Mike Gayle’s writing style stays the same – it’s full of humour but also down to earth, chatty and easy to follow. His characters are always brilliantly developed and it’s the same here with Danny and James, as well as the other background characters. The friendship described in this story sounds realistic and true, both characters are genuine in what they’re doing and how they communicate. They are believable. They made mistakes, they’re not perfect, they have better and worse moments which only made them more true to life.
It is also one of the most unlikely friendships taking into consideration all the circumstances: how Danny and James got to know each other and how they met again after all those years. The story is told in alternative point of views and it was a great way to tell it. With their stories, they just pull you in deeper and deeper and I quickly found myself falling for them both and found both stories incredibly interesting and captivating. I was waiting for the big reveal and when it came I didn’t feel disappointed, like it often happens when you’re waiting for something holding your breath and then it feels so meh.
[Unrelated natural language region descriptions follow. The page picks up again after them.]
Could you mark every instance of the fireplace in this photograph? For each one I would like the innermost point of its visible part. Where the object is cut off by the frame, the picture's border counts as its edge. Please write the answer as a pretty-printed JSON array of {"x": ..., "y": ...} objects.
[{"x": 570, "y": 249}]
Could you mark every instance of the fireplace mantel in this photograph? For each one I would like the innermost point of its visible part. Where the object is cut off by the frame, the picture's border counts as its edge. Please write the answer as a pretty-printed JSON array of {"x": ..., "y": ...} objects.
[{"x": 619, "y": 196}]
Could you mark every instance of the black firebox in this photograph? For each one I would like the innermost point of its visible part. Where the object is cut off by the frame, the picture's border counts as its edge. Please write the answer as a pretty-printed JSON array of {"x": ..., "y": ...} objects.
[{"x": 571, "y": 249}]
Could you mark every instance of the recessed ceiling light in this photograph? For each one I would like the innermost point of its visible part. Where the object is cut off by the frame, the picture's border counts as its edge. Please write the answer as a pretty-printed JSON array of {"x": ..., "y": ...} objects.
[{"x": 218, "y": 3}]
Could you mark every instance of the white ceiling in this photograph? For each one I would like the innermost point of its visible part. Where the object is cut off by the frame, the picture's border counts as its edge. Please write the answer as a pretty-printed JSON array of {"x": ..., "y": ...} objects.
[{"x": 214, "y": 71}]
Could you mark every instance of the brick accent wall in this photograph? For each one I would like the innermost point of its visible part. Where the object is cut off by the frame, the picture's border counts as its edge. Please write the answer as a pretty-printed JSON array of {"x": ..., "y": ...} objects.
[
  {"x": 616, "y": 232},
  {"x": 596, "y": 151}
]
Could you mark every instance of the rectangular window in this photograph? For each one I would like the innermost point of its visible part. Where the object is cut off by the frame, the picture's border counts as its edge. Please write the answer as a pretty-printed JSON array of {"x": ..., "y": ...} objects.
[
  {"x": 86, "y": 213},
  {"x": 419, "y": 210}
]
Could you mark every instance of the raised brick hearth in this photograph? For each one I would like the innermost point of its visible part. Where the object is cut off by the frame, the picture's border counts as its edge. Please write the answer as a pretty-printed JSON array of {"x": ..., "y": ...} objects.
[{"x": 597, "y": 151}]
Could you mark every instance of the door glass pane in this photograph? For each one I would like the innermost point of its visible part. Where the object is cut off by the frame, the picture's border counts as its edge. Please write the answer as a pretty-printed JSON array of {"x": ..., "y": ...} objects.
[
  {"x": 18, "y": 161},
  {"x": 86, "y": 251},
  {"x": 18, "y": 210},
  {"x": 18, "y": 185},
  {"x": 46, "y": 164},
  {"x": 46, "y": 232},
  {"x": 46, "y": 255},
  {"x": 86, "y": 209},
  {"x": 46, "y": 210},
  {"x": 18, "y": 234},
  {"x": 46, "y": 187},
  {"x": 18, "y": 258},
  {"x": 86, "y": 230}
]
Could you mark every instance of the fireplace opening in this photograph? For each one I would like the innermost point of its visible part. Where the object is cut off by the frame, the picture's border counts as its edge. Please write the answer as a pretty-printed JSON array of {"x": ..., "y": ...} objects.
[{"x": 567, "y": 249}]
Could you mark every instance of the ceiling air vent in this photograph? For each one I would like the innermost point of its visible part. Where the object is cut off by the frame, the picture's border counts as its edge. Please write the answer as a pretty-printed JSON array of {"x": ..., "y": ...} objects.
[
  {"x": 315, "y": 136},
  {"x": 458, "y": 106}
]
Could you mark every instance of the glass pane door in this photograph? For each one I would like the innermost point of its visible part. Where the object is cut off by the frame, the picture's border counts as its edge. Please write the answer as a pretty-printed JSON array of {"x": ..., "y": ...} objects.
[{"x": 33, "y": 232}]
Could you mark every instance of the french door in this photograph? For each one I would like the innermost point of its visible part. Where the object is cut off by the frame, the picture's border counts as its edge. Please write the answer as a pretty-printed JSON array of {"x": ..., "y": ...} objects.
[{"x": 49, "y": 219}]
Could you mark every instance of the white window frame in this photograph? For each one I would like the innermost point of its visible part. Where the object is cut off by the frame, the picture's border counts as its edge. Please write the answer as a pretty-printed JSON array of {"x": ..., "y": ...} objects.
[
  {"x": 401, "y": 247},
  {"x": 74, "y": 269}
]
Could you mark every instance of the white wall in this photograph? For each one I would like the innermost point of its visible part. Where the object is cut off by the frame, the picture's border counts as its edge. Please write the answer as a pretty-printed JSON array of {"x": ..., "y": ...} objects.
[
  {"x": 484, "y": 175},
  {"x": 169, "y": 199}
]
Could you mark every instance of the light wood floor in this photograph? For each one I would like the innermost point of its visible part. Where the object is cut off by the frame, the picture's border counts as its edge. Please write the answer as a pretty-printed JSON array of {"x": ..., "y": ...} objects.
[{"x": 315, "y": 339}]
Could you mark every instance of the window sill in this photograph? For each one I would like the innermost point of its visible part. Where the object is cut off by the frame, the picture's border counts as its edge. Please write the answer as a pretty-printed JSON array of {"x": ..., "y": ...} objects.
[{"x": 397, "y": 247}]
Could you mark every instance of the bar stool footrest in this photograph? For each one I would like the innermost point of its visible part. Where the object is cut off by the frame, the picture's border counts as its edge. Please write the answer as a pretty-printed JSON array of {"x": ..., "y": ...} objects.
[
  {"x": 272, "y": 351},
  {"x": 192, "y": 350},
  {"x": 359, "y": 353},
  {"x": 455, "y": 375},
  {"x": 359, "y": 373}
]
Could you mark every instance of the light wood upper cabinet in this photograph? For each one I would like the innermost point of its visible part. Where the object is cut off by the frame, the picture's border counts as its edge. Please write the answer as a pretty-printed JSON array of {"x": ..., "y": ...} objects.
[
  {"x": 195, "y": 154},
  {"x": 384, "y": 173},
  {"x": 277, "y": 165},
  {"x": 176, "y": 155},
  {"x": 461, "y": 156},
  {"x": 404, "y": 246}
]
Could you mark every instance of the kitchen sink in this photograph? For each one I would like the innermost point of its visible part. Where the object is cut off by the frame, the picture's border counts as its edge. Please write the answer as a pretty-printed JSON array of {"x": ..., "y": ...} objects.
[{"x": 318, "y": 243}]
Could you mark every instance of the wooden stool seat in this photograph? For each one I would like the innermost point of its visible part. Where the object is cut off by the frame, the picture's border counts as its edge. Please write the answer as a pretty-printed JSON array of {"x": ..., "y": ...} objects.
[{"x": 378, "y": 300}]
No, it lived up to my expectations and the only thing that bothered me a little and left me a bit disappointed was the ending, guys, I’d love a little bit more, but it was the only thing, other than that I loved this story.
The things the characters are forced to deal with, those many things in their lives are true to life, and the way they’re dealt with is realistic, relatable and believable. The author offers also a very deep and detailed insight into a life with ABI – acquired brain injury and I loved the way it was dealt with, with tons of understanding and subtlety but without pitying. With his words, he touches upon the right heart – strings.
“The Man I Think I Know” is a book about second chances and personal growths. It’s heart – warming and uplifting, as well as poignant and moving. I drank this story in with my whole being, I didn’t want to miss a single word. A bittersweet, realistic tale about family dynamics, love and second chances with enough drama, fun and charming romance that I highly, highly recommend!